M. es argentino y es kirchnerista. Culto, sagaz, inteligente, con un don para la socialización y el afecto que le queda de sus días de seminarista. Lo he visto entablar conversación con perfectos desconocidos en las situaciones más diversas y salir airoso con un nuevo amigo, un contacto útil o incluso una novia. Es, como dicen los gringos, a people-person. Antes de que fuéramos amigos, M. jamás había conocido a un venezolano. O tal vez sí, pero sin saberlo, confundiendo el acento con el colombiano de la costa, incapaz de distinguir las expresiones con que nos identifican en el extranjero: chamo, marico, vaina, jeva, ladilla. No todas son, ni mucho menos, de uso exclusivo en Venezuela.
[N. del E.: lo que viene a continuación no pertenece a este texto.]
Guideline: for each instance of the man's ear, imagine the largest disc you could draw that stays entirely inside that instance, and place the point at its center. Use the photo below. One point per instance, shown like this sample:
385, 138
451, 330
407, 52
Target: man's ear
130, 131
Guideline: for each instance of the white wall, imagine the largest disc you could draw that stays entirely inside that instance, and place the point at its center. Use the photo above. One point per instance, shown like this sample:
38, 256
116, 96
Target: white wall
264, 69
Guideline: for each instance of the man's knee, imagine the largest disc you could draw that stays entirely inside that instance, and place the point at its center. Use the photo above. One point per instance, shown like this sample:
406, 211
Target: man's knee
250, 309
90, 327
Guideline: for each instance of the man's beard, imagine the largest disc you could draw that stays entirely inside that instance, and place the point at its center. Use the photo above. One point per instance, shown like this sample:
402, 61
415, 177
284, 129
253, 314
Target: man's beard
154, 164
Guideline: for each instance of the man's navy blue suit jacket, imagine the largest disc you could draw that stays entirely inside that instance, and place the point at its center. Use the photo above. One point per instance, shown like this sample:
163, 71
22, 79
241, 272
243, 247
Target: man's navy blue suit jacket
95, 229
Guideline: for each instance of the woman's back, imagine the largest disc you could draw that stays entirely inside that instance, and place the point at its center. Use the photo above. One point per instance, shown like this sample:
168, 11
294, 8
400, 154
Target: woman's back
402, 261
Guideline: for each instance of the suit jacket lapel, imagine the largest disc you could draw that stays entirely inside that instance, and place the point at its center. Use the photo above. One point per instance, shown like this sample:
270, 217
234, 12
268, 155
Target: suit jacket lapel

Cuando le pido que imite mi acento, a M. le sale un tumbao cubano poco convincente, quizá porque alguna vez estuvo en La Habana. Por el contrario, nunca había estado en Venezuela hasta enero de 2016, pero ya tenía unas opiniones concretas respecto a lo que creer y lo que no sobre nuestro país, y en especial sobre nuestro proceso político reciente. Admirador de la figura de Chávez, como mucha gente en muchos países suramericanos, por no decir en el mundo, se mostró siempre reacio a mis explicaciones sobre lo difícil de la situación venezolana, sobre las paradojas del “proceso”, sobre el modo en que se vive en Venezuela y las dificultades en que nos hemos metido como sociedad. Me acusó no pocas veces de exagerado, de parcial, de estar inmerso en un pensamiento radical antichavista que no me dejaba vislumbrar la realidad en su riqueza de matices. Quién sabe si en el fondo tuviera algo de razón. Yo siempre pensé que proyectaba sus propias ganas de no ser desilusionado, su reticencia a enlodar un ícono popular de la izquierda revolucionaria con los relatos mal contados de un inmigrante.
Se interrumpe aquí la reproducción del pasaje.